Questions fréquentes

Quelles sont les conditions pour maintenir une hospitalisation complète en psychiatrie ?
Le maintien est possible si la personne souffre de troubles mentaux rendant impossible son consentement aux soins et si les soins sont indispensables pour stabiliser son état. Dans cette affaire, le juge a autorisé le maintien car la patiente présentait des troubles du comportement importants et un risque de rechute rapide en cas de sortie.
Que se passe-t-il si un patient refuse de comparaître à l'audience ?
Le juge peut statuer malgré l'absence du patient, comme dans cette affaire où la patiente a refusé de comparaître. Son avocate était présente et a pu faire valoir ses observations. La décision est rendue contradictoirement.

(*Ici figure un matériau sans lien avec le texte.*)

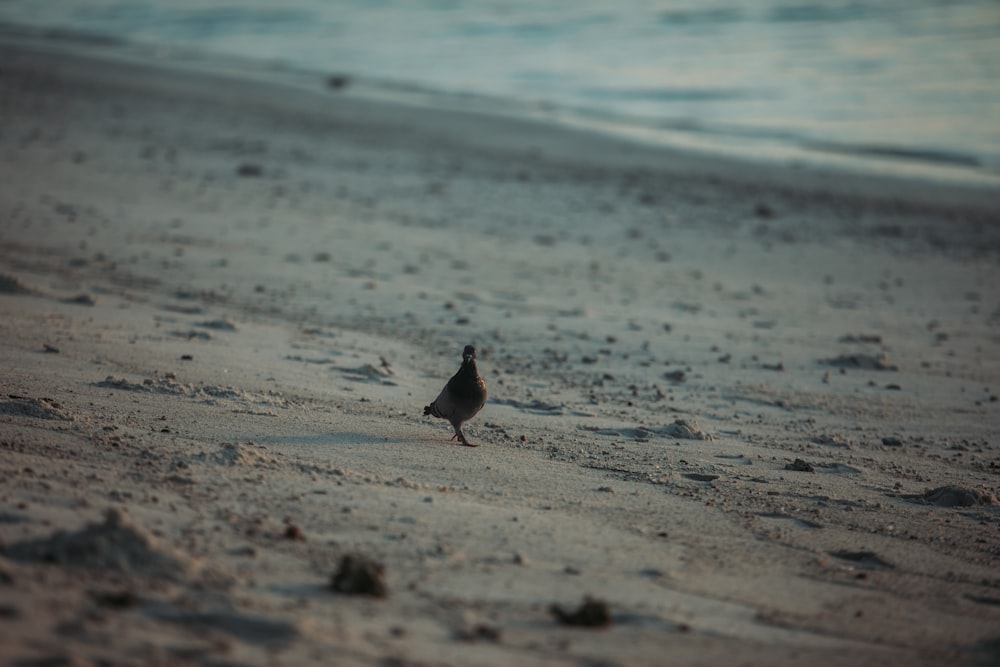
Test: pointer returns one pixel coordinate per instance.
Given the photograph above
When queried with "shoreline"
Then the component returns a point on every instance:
(894, 169)
(751, 409)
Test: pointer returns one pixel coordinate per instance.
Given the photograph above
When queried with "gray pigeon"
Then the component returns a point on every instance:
(462, 397)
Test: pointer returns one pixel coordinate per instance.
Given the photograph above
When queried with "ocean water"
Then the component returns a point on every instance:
(893, 84)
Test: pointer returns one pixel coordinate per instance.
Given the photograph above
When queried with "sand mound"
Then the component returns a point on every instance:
(115, 545)
(953, 496)
(37, 408)
(683, 429)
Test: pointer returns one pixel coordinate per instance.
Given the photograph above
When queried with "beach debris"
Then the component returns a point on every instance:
(953, 496)
(221, 324)
(592, 613)
(359, 575)
(479, 631)
(800, 466)
(13, 285)
(125, 599)
(867, 339)
(764, 211)
(868, 559)
(367, 373)
(81, 300)
(338, 81)
(462, 397)
(254, 629)
(682, 429)
(862, 362)
(249, 170)
(116, 544)
(700, 477)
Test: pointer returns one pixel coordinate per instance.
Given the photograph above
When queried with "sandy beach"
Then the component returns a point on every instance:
(748, 411)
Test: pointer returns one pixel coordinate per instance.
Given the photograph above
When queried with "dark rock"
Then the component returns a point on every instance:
(358, 575)
(591, 614)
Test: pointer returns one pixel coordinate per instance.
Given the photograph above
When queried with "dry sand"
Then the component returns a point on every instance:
(752, 410)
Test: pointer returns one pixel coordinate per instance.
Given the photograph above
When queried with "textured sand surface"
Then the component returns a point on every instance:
(752, 410)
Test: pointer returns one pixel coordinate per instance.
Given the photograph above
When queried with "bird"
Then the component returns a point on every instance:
(462, 397)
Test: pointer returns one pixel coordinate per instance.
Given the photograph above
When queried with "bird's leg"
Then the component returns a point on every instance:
(461, 437)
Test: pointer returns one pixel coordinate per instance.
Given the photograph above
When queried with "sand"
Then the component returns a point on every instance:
(739, 414)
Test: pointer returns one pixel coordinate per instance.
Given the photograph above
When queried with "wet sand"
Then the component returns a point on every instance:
(749, 411)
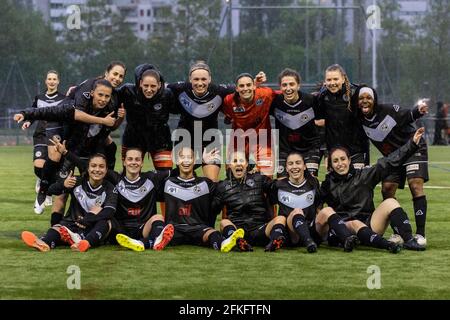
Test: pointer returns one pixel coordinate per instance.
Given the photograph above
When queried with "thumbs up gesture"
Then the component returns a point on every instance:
(70, 181)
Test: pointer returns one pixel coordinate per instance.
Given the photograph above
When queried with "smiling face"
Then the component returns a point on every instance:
(101, 96)
(295, 168)
(289, 88)
(334, 80)
(97, 170)
(366, 103)
(200, 80)
(115, 75)
(52, 82)
(340, 162)
(245, 88)
(238, 164)
(133, 163)
(150, 86)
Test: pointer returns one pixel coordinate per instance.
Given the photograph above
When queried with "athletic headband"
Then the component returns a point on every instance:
(242, 75)
(199, 66)
(366, 90)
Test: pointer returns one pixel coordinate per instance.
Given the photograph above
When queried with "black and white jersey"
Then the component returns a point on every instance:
(188, 202)
(289, 196)
(342, 126)
(297, 130)
(204, 109)
(137, 199)
(245, 200)
(84, 198)
(390, 127)
(45, 100)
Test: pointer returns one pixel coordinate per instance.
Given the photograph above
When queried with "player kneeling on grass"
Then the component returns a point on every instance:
(298, 199)
(136, 224)
(349, 195)
(188, 201)
(93, 203)
(244, 198)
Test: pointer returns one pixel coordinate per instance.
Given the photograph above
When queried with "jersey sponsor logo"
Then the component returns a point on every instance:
(134, 212)
(94, 129)
(137, 194)
(382, 130)
(87, 202)
(238, 109)
(250, 183)
(199, 110)
(45, 104)
(412, 167)
(186, 194)
(296, 201)
(185, 210)
(297, 121)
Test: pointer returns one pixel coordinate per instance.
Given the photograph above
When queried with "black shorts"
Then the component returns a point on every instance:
(257, 236)
(311, 157)
(318, 239)
(415, 167)
(186, 234)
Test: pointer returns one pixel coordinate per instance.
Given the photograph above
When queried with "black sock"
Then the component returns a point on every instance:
(110, 153)
(215, 239)
(48, 174)
(278, 230)
(420, 213)
(51, 237)
(372, 239)
(38, 172)
(301, 227)
(400, 223)
(338, 225)
(55, 218)
(97, 233)
(157, 227)
(228, 230)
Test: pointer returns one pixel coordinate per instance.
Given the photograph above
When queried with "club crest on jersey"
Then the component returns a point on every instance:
(98, 201)
(250, 182)
(238, 109)
(172, 190)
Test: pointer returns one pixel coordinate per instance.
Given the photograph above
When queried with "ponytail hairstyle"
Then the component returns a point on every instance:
(348, 93)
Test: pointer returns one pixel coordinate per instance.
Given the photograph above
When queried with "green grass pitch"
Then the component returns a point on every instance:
(187, 272)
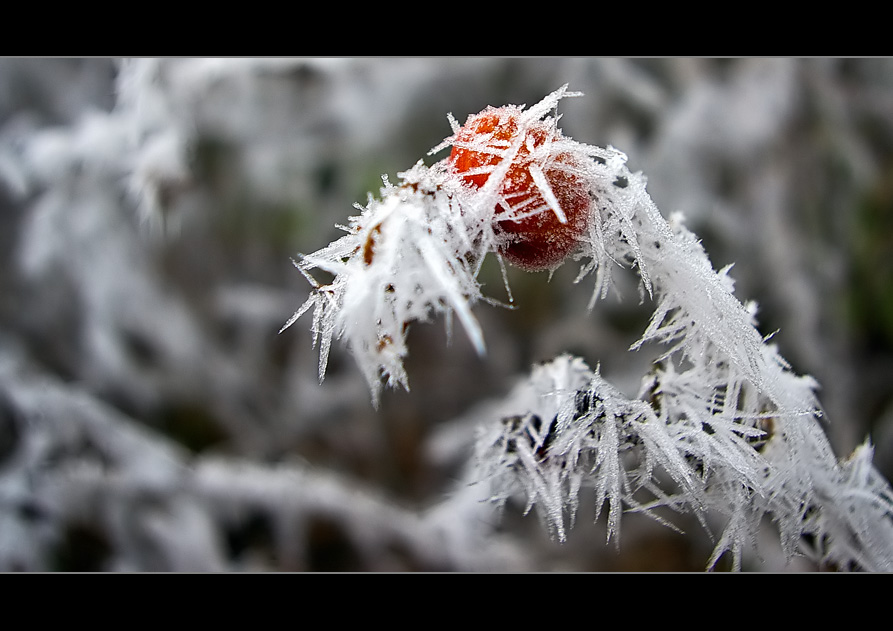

Qu'est-ce qu'un programme de soins en psychiatrie ?
Un programme de soins est une alternative à l'hospitalisation complète, permettant des soins ambulatoires. Dans cette affaire, la patiente a bénéficié de plusieurs programmes de soins, mais a été réintégrée à chaque fois en raison de la dégradation de son état.
Quels sont les recours contre une décision de maintien en hospitalisation complète ?
La décision peut être frappée d'appel dans un délai de 10 jours à compter de la notification. La déclaration d'appel doit être motivée et transmise au greffe de la cour d'appel. Le ministère public peut également interjeter appel.
Qu'est-ce que l'aide juridictionnelle provisoire ?
L'aide juridictionnelle provisoire permet à une personne de bénéficier d'une prise en charge des frais de justice sans attendre la décision définitive. Dans cette affaire, elle a été accordée à la patiente pour lui permettre d'être représentée par un avocat.